Auto-create a task or auto-trigger a workflow on a daily, weekly, or monthly schedule.

A recurrence is a schedule that creates work for you automatically. You set it up once, and the system spawns a fresh task (or triggers a fresh workflow run) on the cadence you pick, in the timezone you choose.

Use recurrences for anything that repeats: a weekly status report, a monthly reconciliation, a daily standup checklist.

Recurring tasks

Setting one up

  1. Open the Tasks page.
  2. Click the arrow on the New Task button and choose Schedule recurring task.
  3. Fill in the task details (title, description, priority, assignees) just like a normal task, plus:
    • Estimated hours, the effort estimate for each spawned task.
    • Deadline (hours after spawn), instead of a fixed calendar deadline. Each spawned task gets a deadline this many working hours after it is created.
    • The recurrence fields (see below).
  4. Click Schedule.

Managing recurring tasks

The Tasks page has a Recurring section listing every recurring task in the org. Each row shows the schedule summary and the next run time. Per-row actions:

  • Edit, change the task details or the schedule.
  • Pause / Resume, stop spawning without deleting the recurrence, then pick it back up later. A paused recurrence shows a Paused badge.
  • Run now, spawn a task immediately without waiting for the schedule.
  • Delete, remove the recurrence. Tasks it already spawned stay.

Recurring workflows

You can also auto-trigger a whole workflow on a schedule.

Setting one up

  1. Open the Workflows page, Templates tab.
  2. Click the arrow on the template's Run button and choose Schedule recurring run.
  3. Give the run an optional name and pick an optional project to attach the spawned tasks to.
  4. Fill in the recurrence fields. A live ETA preview shows how long each run is expected to take.
  5. Click Schedule.

The Workflows page has a Recurring tab listing recurring workflows, with the same Pause / Resume, Run now, and Delete actions.

Changing what a recurring workflow produces

A recurring workflow reloads the template's current task list and default assignees every time it fires. To change what future runs look like, edit the template itself. The recurring schedule does not keep its own copy of the workflow.

The recurrence fields

Both recurring tasks and recurring workflows share the same scheduling controls:

  • Repeats, Daily, Weekly, or Monthly.
  • Every, the interval, for example "every 2 weeks".
  • Days of week (Weekly only), pick which weekdays it fires on.
  • Day of month (Monthly only).

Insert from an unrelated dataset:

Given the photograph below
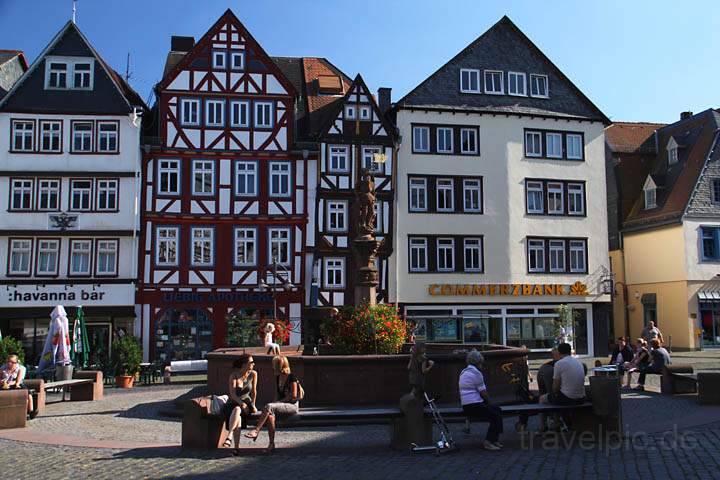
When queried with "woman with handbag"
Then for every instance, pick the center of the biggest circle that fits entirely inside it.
(242, 393)
(287, 401)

If a month is shorter than the chosen day, it fires on the last day of that month instead.
  • Time of day, the hour and minute it fires at.
  • Timezone, the schedule is anchored to wall-clock time in this zone, so a 9 AM schedule fires when that timezone reads 9 AM, even across daylight saving changes.
  • Starts and Ends (optional), the date window the recurrence is active for.

A summary line and a Next run preview update live as you edit so you can confirm the schedule before saving.

After an outage

If the system was down when a recurrence should have fired, it catches up with a single run, not one per missed slot. You will not come back to a stack of identical tasks.

Permissions you'll need

  • Recurring tasks follow the same rules as creating a task: you need Create Tasks to schedule a recurring task for other people; without it you can still schedule one for yourself.
  • Recurring workflows need Projects to view and Manage Projects to create, edit, pause, run, or delete.